Chyba Cię pojebało, to moje najgorsze lata
Dawno się pogubiłem w datach
To kara za to, że chciałem tam za wysoko latać
Nie pytaj, jak odchodził tata
Teraz niejeden z was zachował się jak tamta szmata
Nie pytaj, jak odeszła mała
Bo jak o tym pomyślę, chcę się zabić - teraz, zaraz
A bracia wydzwaniali po sort o drugiej w nocy i sztos, a o siódmej po kasę
Ja wstawałem rano, pisałem kawałek i leciałem z wariatem w trasę
I nie miałem siły za wszystkich nadrabiać, a nie chcę brać tabletek na sen
A jak chciałem stawiać, to bo Cię kochałem, a wiem jakie ciężkie są czasy
Zobaczyliśmy dno przez krzywe zwierciadło swych marzeń
I popłynęliśmy z tym nurtem, lecz chociaż byliśmy tam razem, i płaczę za każdym razem
To wszystko jest trudne jak lista niespełnionych marzeń
I wiem, że Cię nigdy nie spotkam, nawet jak odwiedzę tę pamiętną plażę
Ja nie wiem, co to są za ludzie, czemu tańczą ze mną?
Wyszedłeś tu na chwilę, chcesz pogadać z tą królewną?

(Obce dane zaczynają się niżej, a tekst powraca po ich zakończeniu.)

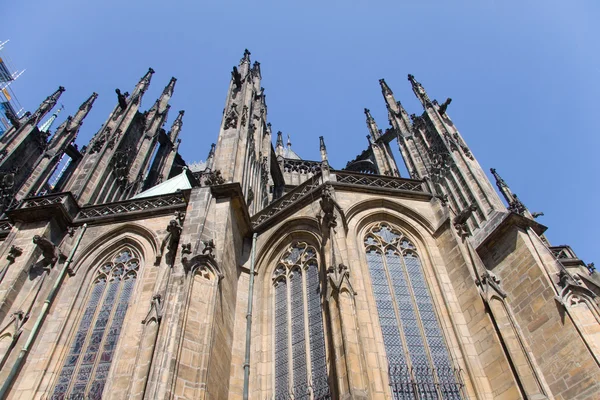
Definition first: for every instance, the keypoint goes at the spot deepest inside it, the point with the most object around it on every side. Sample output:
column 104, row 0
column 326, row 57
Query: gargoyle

Zanim dokończysz drinka, ona znów Ci zrobi piekło
Jej oczy są jak Bajkał - zimne, owiane legendą
Jej usta skute lodem mówią: już nie wyjdziesz ze mną
Jestem twoim potworem w snach, kiedy przesadzasz z emką
Lubisz, jak łapię Cię za włosy i się staję bestią
Potem nie ma nieba
Jestem szalony, pijany powietrzem
Wiem, że Cię nie chcę, wiem, że Cię nie chcę
Jestem skończony, spalony jej ciepłem
Choć zamarzam na wietrze, nie chcę błagać o więcej
Jestem szalony, pijany powietrzem
Wiem, że chcę więcej, wiem, że chcę więcej
Jestem skończony, spalony jej ciepłem
Choć zamarzam na wietrze, nie chcę błagać o więcej
Jestem szalony, pijany powietrzem
Wiem, że chcę więcej, wiem, że chcę więcej
Jestem skończony, spalony jej ciepłem
Choć zamarzam na wietrze, nie chcę błagać o więcej
Jestem szalony, pijany powietrzem
Wiem, że chcę więcej, wiem, że chcę więcej
Jestem skończony, spalony jej ciepłem
Choć zamarzam na wietrze, nie chcę błagać o więcej (błagać o więcej)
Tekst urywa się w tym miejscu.